With a great deal of naiveté, I dive into this series with the expectation of keeping it to two parts: the myth and the teachings. Yet, even I see the real possibility of this ballooning into six or seven parts. Brevity has never been my strong suit. 🙂
I will break down the “myth section into four parts: prophecy, personage, power, and proclamations.
By way of introduction, I feel this may be my most controversial set of posts to date, so I thought they deserved a bit of explanation. Many worship Jesus as the anointed of god, and at the same time, as if he was god incarnate. This is a very unusual type of veneration that needs to be addressed. His disciples call themselves Christians, after what they perceive his title to be. They do not call themselves “Jesusites”. I find this quite telling as even the people who do not believe he was god, but only a great teacher, still call him the Christ, and themselves Christians, as in followers of the Christ. Jesusite would be much more appropriate, but is never used. Clearly, there is something more going on than the veneration of a great teacher.

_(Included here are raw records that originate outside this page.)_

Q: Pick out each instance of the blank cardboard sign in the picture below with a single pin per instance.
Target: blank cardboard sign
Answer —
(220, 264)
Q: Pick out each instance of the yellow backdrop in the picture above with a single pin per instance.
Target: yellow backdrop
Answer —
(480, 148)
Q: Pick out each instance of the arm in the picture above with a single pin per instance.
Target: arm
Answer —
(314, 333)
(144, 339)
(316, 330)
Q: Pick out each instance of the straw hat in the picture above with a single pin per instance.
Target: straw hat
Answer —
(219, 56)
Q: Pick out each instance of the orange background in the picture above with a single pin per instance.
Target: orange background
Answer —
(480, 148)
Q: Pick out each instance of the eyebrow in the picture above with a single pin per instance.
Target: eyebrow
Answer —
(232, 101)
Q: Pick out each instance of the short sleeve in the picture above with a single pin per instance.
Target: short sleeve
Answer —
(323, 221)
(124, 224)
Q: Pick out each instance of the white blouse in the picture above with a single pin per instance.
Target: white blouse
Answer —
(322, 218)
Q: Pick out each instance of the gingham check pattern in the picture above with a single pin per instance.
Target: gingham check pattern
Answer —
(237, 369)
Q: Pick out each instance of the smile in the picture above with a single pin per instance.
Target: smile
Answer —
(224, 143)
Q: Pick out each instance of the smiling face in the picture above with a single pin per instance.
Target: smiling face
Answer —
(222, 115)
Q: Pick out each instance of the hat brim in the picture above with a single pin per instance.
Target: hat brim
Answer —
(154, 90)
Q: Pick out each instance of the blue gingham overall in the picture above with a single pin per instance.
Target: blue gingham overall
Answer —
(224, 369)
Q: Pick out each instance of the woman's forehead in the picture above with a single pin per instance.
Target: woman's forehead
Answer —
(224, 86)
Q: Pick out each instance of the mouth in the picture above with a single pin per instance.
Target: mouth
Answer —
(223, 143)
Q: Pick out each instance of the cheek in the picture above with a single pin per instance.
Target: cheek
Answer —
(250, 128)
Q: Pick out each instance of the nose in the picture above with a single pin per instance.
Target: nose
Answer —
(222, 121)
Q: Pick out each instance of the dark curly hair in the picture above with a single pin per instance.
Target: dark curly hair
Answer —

There have been many great teachers, but to my knowledge, few have a discipleship that religiously follows them as if the teacher was something more than a teacher. No one drinks representations of the blood of Gandhi, or wears bullets as jewelry to honor the death of Martin Luther King. We also easily recognize the common human flaws of all great teachers. We do not pretend that they were the perfect archetype of humanity. Sometimes, we even dare to disagree with some of the teachings by those we respect as great teachers. None of these considerations are allowed when considering the teachings of Jesus. He was the perfect being (whatever kind of being he was). He knew everything that was important to know. And he was never wrong about anything he did or proclaimed.
With such an understanding about the one we call Jesus, he cannot be studied, understood, questioned, or doubted. He can only be worshiped. Which of us would not be inclined to bow down to perfection personified? Consider just a few of the things said of him: No one ever suffered a death a gruesome as he did. He was tempted in every conceivable way, and passed with flying colors. He had only healthy relationships with women, never lusting or desiring sexual relations with one, or objectising them in any way.
He was wise meek, yet strong as an ox. He loved everybody he ever met or might have met. There was no sin found in him. Jesus wasn’t even born in the normal fashion of men. God personally inseminated his mother. As such, he was born of a virgin who never knew the lust of a man. Even the stars rearranged themselves to announce his birth. Those who came to see him as a baby born of nondescript parents automatically knew him for the king he was and would become.
He was a child of prophecy. Almost every part of the Hebrew scriptures proclaimed his arrival. Everything that happened before him was but a shadow of his eventual life. All of history points to Jesus, his birth or death being the historical dividing line, whichever you prefer. He is the savior of the world, the door, the way, the truth, the life and light. He is the only way to the father. He is the sacrifice to end all sacrifices.
He did not die, as men die. Rather, he freely gave his life as a gift to humanity, paying a debt we could never pay. But death was only a brief detour. He didn’t stay dead for very long. Rather, he came back better than ever. He taught many. So compelling was his teachings that even the Roman soldiers had to acknowledge that never has a man spoke like this man. He didn’t just rise from the dead as if it was a well-earned nap, but he ascended into Heaven with promised to come back soon with rewards for the faithful.
While he was with us, he caused the lame to walk, the blind to see, the deaf to hear, and the dead to be undead. He calmed raging seas without effort and caused at least one fig tree to die just by telling it to. For him, walking on water was no more difficult than levitating into the sky. If he was not a god, then we have no need for gods. These are just a small sampling of that which is attributed to Jesus. It seems “myth” is a rather mild word for describing such a man.
Why is it so important to separate the myth from the man? After all, history is full of myths about men. Do the myths detract from the greatness of the men in question? Was there really an Alexander the Great, and did he do all that was attributed to him? Was there really a King Author? Did Shakespeare write his plays? Did George Washington cut down a cherry tree for no reason? Were the Write brothers really the first to fly? Was Benedict Arnold really a traitor? The answer to all of these questions, and more, is who cares! In the grand scheme of things, it doesn’t matter because our lives are not formed around the truth or falsity of those particular myths. No one worries that their immortal soul is at stake based on the conquests of Alexander the Great.
Jesus, on the other hand, is a most important myth. If even some of the myths about him did not literally happen, then that changes the world for a great many people. We can afford to get all kinds of details wrong about all kinds of heroes because the outcome simply does not matter. Every detail about Jesus has attached to it, some fine point of doctrine. If Jesus was not born of a virgin, then he is not Jesus the Christ. If Jesus did not miraculously heal the sick, then we had best be spending a lot more money educating our kids in science and biology. If Jesus did not live a perfect life, then perhaps we should abandon that unrealistic expectation in our own lives.